Maybe some small startup company could try some sort of pilot program.


  1. This comment has been removed by a blog administrator.

    1. I messed up and deleted by accident. Here is Lesley's comment:

      You have clearly done way more practical thinking about this issue than I have and I salute you! I agree with the majority of your proposal and I'm glad to see something other than just crying over how badly we are being treated :) I have a question about circulation fees though. We currently offer both OverDrive & Freading to our patrons -- with one we pay a huge annual fee to have access to the platform and the collection, with the other we pay only per circulation. If the OverDrive model becomes both a large annual fee + circulation fees after the first year we purchase an ebook, I'm worried we would be paying a lot more than we currently are. I wonder if that kind of a system would change how the distributors charge for their services (since we don't buy directly from the publishers). Thanks for this thought-provoking post!

    2. Lesley-

      One of the main points I wanted to make was that the fat margins currently consumed by intermediaries is simply unsustainable. Publishers need to work together with libraries to create efficient distribution systems that allow fair payments to flow back to the rights holders.

  2. I would be very happy for our library to pay a publisher a fee of X+Y+Z for each eBook. X would be an initial payment for us to acquire the eBook, Y would be a per-circulation fee, and Z a payment to assure we have perpetual access to the license. I presume the publisher would be very happy to make the same deal with us. The only issue is the amounts of X,Y and Z that would be mutually acceptable to both parties.
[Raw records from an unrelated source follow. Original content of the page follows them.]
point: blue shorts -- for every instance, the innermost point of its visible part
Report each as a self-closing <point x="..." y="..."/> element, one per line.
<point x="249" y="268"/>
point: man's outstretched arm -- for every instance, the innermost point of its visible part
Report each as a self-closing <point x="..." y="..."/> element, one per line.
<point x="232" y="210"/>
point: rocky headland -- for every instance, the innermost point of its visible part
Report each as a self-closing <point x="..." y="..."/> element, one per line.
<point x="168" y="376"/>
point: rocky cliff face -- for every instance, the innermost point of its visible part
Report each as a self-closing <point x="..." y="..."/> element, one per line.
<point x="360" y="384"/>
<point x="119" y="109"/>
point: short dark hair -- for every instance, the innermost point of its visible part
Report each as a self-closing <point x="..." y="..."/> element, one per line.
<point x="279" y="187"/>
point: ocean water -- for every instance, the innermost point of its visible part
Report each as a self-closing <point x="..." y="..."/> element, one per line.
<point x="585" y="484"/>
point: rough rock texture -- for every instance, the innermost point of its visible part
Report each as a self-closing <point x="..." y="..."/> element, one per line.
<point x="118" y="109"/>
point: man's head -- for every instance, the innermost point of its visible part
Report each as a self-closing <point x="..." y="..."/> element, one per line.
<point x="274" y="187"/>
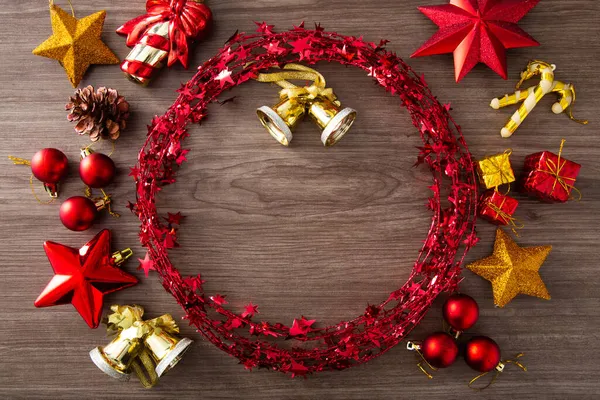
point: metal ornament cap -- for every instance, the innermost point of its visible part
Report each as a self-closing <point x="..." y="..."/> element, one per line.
<point x="104" y="365"/>
<point x="275" y="125"/>
<point x="338" y="126"/>
<point x="173" y="357"/>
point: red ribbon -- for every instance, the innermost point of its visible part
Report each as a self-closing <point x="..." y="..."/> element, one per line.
<point x="187" y="19"/>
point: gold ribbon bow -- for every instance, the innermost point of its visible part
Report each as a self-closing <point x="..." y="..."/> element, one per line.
<point x="22" y="161"/>
<point x="301" y="93"/>
<point x="499" y="369"/>
<point x="554" y="169"/>
<point x="130" y="317"/>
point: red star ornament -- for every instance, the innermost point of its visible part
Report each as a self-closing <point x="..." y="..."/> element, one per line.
<point x="83" y="276"/>
<point x="477" y="31"/>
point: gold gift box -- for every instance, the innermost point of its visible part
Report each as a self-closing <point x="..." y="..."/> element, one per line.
<point x="495" y="170"/>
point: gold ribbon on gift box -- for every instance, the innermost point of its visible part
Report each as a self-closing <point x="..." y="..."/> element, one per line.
<point x="555" y="169"/>
<point x="496" y="170"/>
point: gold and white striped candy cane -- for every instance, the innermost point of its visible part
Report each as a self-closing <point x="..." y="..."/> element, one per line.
<point x="565" y="103"/>
<point x="531" y="96"/>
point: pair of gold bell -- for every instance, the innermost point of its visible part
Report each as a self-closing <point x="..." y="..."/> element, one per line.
<point x="317" y="101"/>
<point x="164" y="347"/>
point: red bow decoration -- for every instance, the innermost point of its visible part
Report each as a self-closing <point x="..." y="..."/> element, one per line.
<point x="188" y="19"/>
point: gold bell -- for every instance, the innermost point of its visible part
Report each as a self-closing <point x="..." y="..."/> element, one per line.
<point x="166" y="349"/>
<point x="115" y="359"/>
<point x="315" y="99"/>
<point x="333" y="120"/>
<point x="282" y="118"/>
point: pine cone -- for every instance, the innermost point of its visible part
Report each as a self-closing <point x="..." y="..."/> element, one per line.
<point x="101" y="114"/>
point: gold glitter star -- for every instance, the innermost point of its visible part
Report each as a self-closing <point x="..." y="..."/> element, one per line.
<point x="76" y="43"/>
<point x="512" y="269"/>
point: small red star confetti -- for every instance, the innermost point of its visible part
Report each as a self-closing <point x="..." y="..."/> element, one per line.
<point x="181" y="157"/>
<point x="146" y="264"/>
<point x="224" y="77"/>
<point x="250" y="310"/>
<point x="477" y="31"/>
<point x="301" y="326"/>
<point x="301" y="46"/>
<point x="263" y="27"/>
<point x="175" y="218"/>
<point x="273" y="48"/>
<point x="297" y="369"/>
<point x="218" y="299"/>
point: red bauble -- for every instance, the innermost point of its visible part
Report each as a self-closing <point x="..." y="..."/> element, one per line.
<point x="439" y="349"/>
<point x="461" y="311"/>
<point x="482" y="354"/>
<point x="97" y="170"/>
<point x="49" y="165"/>
<point x="78" y="213"/>
<point x="83" y="276"/>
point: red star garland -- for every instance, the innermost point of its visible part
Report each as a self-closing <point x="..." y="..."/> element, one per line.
<point x="83" y="276"/>
<point x="265" y="344"/>
<point x="477" y="31"/>
<point x="146" y="265"/>
<point x="301" y="327"/>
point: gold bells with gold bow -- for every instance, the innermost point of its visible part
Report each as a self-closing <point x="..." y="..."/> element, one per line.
<point x="148" y="348"/>
<point x="316" y="100"/>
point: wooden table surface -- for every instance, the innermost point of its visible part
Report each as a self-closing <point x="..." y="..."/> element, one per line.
<point x="302" y="230"/>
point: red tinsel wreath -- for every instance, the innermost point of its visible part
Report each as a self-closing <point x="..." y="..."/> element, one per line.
<point x="380" y="327"/>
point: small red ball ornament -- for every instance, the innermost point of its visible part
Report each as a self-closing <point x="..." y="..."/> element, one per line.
<point x="78" y="213"/>
<point x="49" y="165"/>
<point x="96" y="170"/>
<point x="439" y="349"/>
<point x="461" y="312"/>
<point x="482" y="354"/>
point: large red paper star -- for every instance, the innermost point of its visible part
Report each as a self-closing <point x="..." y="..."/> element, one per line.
<point x="477" y="31"/>
<point x="83" y="276"/>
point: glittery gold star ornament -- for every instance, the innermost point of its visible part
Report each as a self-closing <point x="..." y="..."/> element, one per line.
<point x="512" y="269"/>
<point x="76" y="43"/>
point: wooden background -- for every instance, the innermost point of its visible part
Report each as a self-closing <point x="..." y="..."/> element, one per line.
<point x="301" y="230"/>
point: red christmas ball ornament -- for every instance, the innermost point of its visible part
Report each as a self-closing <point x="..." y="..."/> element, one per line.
<point x="49" y="165"/>
<point x="461" y="312"/>
<point x="96" y="170"/>
<point x="482" y="353"/>
<point x="439" y="349"/>
<point x="78" y="213"/>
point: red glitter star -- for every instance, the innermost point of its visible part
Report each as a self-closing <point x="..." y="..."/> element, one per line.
<point x="477" y="31"/>
<point x="83" y="276"/>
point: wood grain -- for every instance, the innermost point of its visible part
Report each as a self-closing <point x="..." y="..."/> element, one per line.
<point x="305" y="230"/>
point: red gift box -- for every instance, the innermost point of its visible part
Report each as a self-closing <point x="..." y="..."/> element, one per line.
<point x="497" y="208"/>
<point x="550" y="177"/>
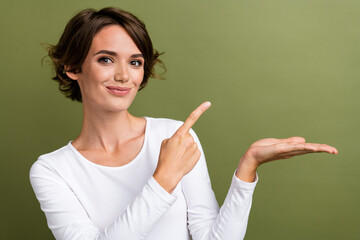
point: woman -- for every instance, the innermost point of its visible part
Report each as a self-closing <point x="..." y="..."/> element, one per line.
<point x="126" y="177"/>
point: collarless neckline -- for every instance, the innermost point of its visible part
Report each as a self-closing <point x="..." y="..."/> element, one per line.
<point x="138" y="156"/>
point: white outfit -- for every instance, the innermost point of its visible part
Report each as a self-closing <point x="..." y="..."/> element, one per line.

    I would be very happy to weight the fee heavily on Y, so that I know that my payment for the eBook is primarily determined by its circulation. Another factor in this is that the publisher would have some skin in the game, too. I'm going to guess a publisher would want a lot more X and Z than I would want to pay, but that's what markets are for, aren't they, to find the overlapping interest/price point.

    In this model it would be in everyone's interest to allow multiple simultaneous circs of the item, and I could see a formula that had a higher Y in some initial period than in later periods.
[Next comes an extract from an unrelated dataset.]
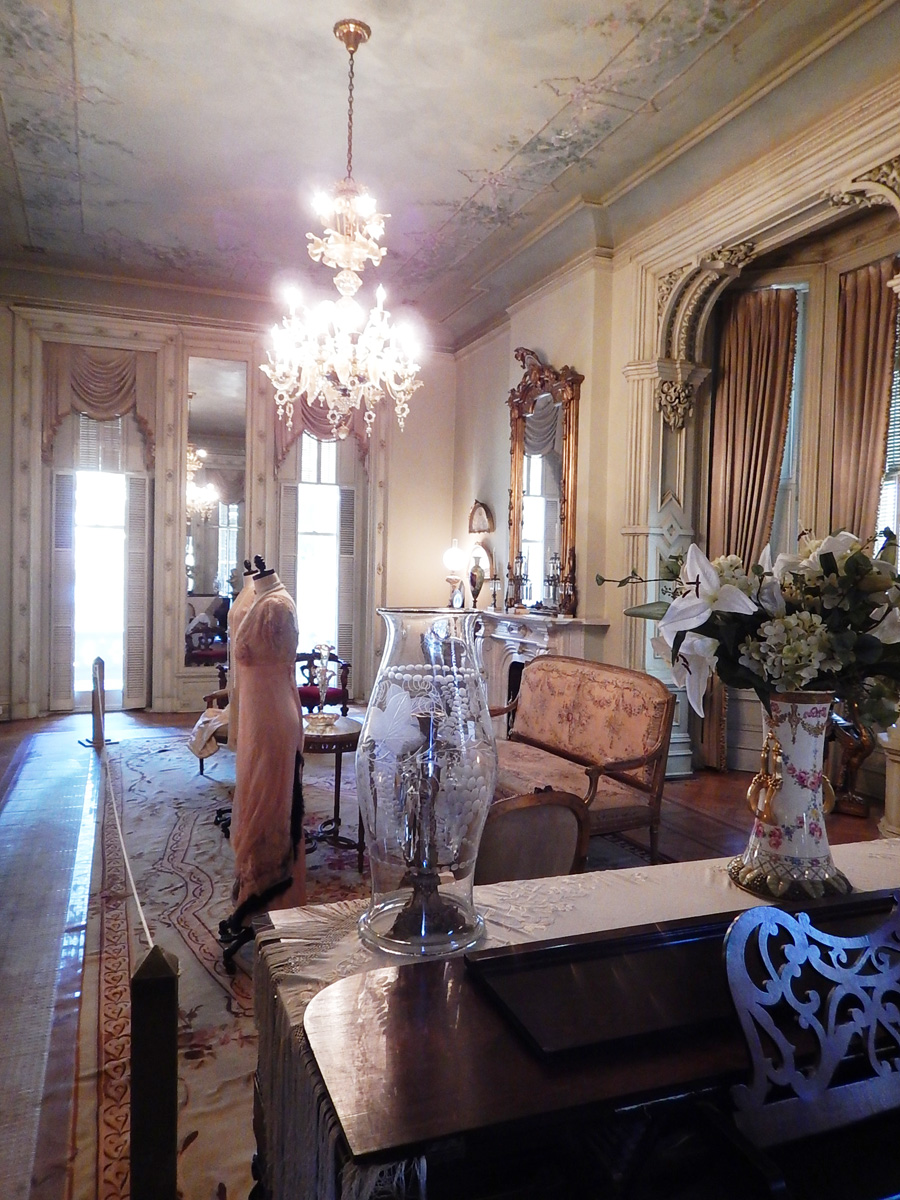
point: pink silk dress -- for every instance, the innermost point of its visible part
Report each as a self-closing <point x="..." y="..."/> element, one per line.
<point x="239" y="610"/>
<point x="269" y="738"/>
    The model would also place the burden on us to manage our users' access and activity. A particular concern would be what constitutes a circ -- simply clicking on an item by a patron would cost us money, unless we managed access by patrons, as you've noted.

    Alan Kirk Gray

    1. Alan,

      Here's the difficulty. We know there's one solution to the X,Y,Z model. It's called Kindle-iBooks-Nook-Kobo. Y is about $10, X and Z are effectively 0. If you believe that a library model can coexist with K-i-N-K along the same axis of business model space, then no worries, but I don't think that's viable.
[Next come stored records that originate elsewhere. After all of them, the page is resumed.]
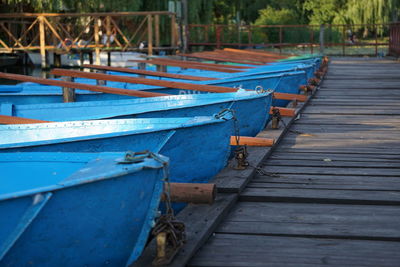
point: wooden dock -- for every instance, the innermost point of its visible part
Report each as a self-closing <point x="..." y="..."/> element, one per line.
<point x="330" y="192"/>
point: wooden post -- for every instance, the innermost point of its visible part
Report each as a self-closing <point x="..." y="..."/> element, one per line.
<point x="101" y="82"/>
<point x="42" y="42"/>
<point x="321" y="39"/>
<point x="249" y="35"/>
<point x="108" y="58"/>
<point x="173" y="30"/>
<point x="149" y="35"/>
<point x="96" y="40"/>
<point x="191" y="193"/>
<point x="280" y="39"/>
<point x="344" y="40"/>
<point x="108" y="30"/>
<point x="376" y="40"/>
<point x="185" y="25"/>
<point x="56" y="60"/>
<point x="312" y="40"/>
<point x="157" y="29"/>
<point x="142" y="66"/>
<point x="90" y="54"/>
<point x="81" y="58"/>
<point x="161" y="68"/>
<point x="68" y="93"/>
<point x="218" y="37"/>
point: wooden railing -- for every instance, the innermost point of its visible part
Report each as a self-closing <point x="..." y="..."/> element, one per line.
<point x="394" y="39"/>
<point x="65" y="32"/>
<point x="328" y="39"/>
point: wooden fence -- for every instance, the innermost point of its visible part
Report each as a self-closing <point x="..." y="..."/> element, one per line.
<point x="394" y="39"/>
<point x="66" y="32"/>
<point x="328" y="39"/>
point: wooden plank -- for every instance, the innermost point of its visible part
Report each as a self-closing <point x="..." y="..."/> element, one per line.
<point x="82" y="86"/>
<point x="149" y="73"/>
<point x="320" y="181"/>
<point x="213" y="58"/>
<point x="333" y="170"/>
<point x="323" y="196"/>
<point x="262" y="251"/>
<point x="335" y="156"/>
<point x="222" y="66"/>
<point x="231" y="180"/>
<point x="201" y="221"/>
<point x="151" y="82"/>
<point x="366" y="222"/>
<point x="18" y="120"/>
<point x="306" y="162"/>
<point x="185" y="65"/>
<point x="370" y="150"/>
<point x="386" y="121"/>
<point x="341" y="144"/>
<point x="348" y="135"/>
<point x="355" y="110"/>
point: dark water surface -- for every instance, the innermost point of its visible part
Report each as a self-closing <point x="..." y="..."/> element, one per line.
<point x="25" y="70"/>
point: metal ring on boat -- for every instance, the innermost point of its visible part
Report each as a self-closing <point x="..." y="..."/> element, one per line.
<point x="259" y="89"/>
      So the key question is whether there's a second axis that libraries can live on with minimal interference with the K-i-N-K model. The traditional model has X=$50, Y,Z=0, and no simultaneous access to reduce channel interference. I think we can do better.


  3. Like your blog.

    I don't think the case alters much. Until the copyright law for Digital First Sale is changed by another Act of Congress (the current copyright Register of the US has written about the need for reform, linked on your site from 2011) the courts can do nothing but interpret the law as it is.

    1. I agree- much more would have changed if the ReDigi case had come down the other way.